Let's imagine a system for translating a sentence from a foreign language
(say Arabic) into your native language (say English). Such a system works
as follows. It analyzes the foreign-language sentence to obtain a
structural representation that captures its essence, i.e. "who did what to
whom where," It then translates (or transfers) the actors, actions, etc.
into words in your language while "copying over" the deeper relationship
between them. Finally it synthesizes a syntactically well-formed sentence
that conveys the essence of the original sentence.
Each step in this process is a hard technical problem, to which the best
known solutions are either not adequate for applications, or good enough
only in narrow application domains, failing when applied to other domains.
This summer, we will concentrate on improving one of these three steps,
namely the synthesis (or generation).
The target language for generation will be English, and that the source
language to the MT system a language of a completely different type
(Arabic and Czech). We will further assume that the transfer produces a
fairly deeply analyzed sentence structure. The incorporation of the deep
analysis makes the whole approach very novel - so far no large-coverage
translation system has tried to operate with such a structure, and the
application to very diverse languages makes it an even more exciting
enterprise!
Within the generation process, we will focus on the structural (syntactic)
part, assuming that a morphological generation module exists to complete
the generation process, and will be added to the suite so as to be able to
evaluate the final result, namely, the goodness of the plain English text
coming out of the system. Statistical methods will be used throughout.
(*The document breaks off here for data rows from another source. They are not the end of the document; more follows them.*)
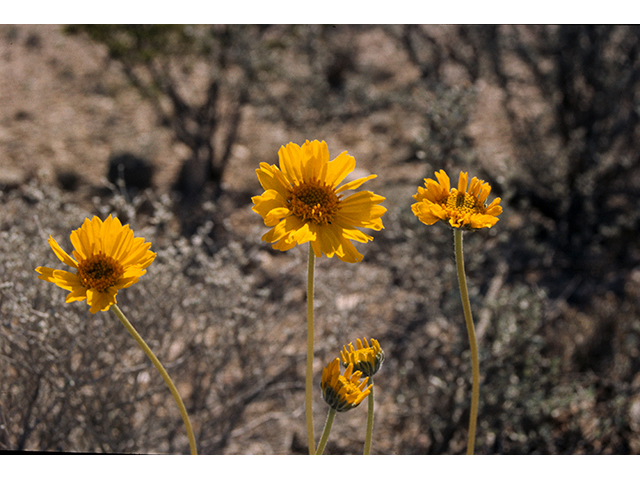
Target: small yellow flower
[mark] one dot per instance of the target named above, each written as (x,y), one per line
(366,359)
(303,202)
(461,207)
(343,392)
(107,258)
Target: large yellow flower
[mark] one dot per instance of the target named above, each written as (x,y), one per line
(107,258)
(303,202)
(343,392)
(462,207)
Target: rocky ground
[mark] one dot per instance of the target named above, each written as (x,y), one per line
(226,313)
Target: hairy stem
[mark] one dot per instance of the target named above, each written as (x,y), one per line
(163,373)
(475,362)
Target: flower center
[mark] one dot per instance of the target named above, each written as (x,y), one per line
(314,201)
(99,272)
(349,387)
(462,202)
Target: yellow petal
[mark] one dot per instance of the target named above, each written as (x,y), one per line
(61,254)
(352,185)
(339,168)
(290,162)
(462,182)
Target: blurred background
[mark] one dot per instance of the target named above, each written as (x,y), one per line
(164,127)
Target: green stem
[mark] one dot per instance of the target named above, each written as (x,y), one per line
(367,441)
(327,429)
(309,375)
(163,373)
(475,362)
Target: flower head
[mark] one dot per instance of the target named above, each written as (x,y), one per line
(462,207)
(303,202)
(107,258)
(343,392)
(366,359)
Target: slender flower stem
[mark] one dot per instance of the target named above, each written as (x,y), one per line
(475,362)
(327,429)
(309,379)
(367,441)
(163,373)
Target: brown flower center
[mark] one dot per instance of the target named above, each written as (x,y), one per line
(463,202)
(314,201)
(99,272)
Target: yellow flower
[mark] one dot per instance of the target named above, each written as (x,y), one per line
(343,392)
(107,258)
(366,359)
(303,202)
(461,207)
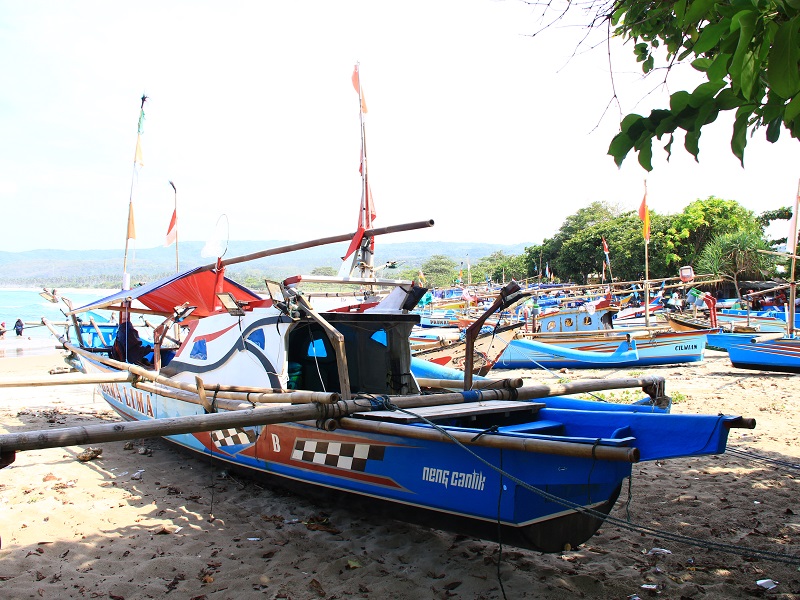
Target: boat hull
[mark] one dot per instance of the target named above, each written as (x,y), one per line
(433,482)
(782,356)
(658,349)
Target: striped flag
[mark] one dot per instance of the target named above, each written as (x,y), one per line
(605,249)
(172,230)
(644,215)
(357,84)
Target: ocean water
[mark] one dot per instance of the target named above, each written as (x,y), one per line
(28,305)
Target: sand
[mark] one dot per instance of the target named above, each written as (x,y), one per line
(144,520)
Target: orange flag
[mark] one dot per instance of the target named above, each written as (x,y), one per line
(644,215)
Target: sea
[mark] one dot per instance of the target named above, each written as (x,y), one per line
(27,304)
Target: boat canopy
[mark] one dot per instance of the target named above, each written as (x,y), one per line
(197,286)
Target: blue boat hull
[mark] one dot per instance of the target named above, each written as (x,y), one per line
(443,481)
(782,356)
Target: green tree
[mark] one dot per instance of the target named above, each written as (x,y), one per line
(735,255)
(748,52)
(701,221)
(440,270)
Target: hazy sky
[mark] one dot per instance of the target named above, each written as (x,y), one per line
(494,134)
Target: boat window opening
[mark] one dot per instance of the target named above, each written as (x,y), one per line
(257,337)
(376,349)
(317,348)
(379,337)
(199,351)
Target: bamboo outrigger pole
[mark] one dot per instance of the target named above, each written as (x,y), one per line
(645,216)
(792,282)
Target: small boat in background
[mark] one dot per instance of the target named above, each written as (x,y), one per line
(653,348)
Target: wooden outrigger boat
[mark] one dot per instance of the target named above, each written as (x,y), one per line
(653,347)
(535,474)
(328,399)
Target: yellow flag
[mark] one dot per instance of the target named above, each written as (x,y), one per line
(137,159)
(131,225)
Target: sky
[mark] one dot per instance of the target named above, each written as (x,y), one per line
(494,133)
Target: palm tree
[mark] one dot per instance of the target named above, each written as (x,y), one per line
(733,255)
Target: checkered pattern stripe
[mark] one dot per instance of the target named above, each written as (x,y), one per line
(348,456)
(233,437)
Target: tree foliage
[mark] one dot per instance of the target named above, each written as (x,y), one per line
(748,51)
(736,255)
(702,220)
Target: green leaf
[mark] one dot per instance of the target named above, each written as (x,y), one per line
(680,10)
(749,74)
(679,100)
(792,109)
(692,143)
(702,64)
(668,146)
(782,71)
(739,138)
(619,148)
(727,99)
(719,69)
(697,11)
(646,154)
(710,36)
(746,22)
(632,125)
(774,130)
(704,92)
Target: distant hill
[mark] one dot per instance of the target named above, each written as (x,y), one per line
(103,268)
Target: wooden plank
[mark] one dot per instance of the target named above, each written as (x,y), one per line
(466,409)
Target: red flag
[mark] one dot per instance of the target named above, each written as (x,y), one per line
(644,215)
(172,230)
(357,85)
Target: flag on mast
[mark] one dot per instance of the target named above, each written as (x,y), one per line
(357,84)
(791,239)
(131,224)
(605,249)
(644,215)
(172,230)
(366,213)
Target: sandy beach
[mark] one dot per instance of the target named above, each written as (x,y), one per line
(144,520)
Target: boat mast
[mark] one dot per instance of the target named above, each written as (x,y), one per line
(792,247)
(177,263)
(366,264)
(645,216)
(362,247)
(131,231)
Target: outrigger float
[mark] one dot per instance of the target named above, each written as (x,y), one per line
(276,387)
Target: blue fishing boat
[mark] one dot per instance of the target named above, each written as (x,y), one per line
(652,348)
(527,471)
(275,387)
(780,355)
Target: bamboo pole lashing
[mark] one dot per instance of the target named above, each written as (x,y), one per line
(542,446)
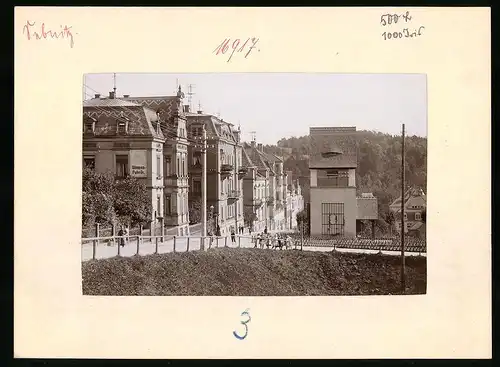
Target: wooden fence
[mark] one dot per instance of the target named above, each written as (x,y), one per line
(380,244)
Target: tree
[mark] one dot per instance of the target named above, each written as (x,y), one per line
(132,201)
(97,197)
(195,210)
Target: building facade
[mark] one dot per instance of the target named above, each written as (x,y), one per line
(225,170)
(125,138)
(294,201)
(255,193)
(414,207)
(333,202)
(173,124)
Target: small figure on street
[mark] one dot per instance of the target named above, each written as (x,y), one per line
(121,233)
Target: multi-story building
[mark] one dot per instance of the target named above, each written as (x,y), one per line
(255,193)
(294,201)
(172,121)
(414,206)
(126,138)
(334,207)
(225,170)
(270,166)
A significant part of the workshop preparation will be devoted to
assembling and running a simplified MT system from Arabic/Czech to English
(up to the syntactic structure level), in order to have realistic training
data for the workshop project. As a consequence, we will not only
understand and solve the generation problem, but also learn the mechanics
of an end-to-end MT system, creating the intellectual preparation of team
members to work on other parts of the MT system in the future.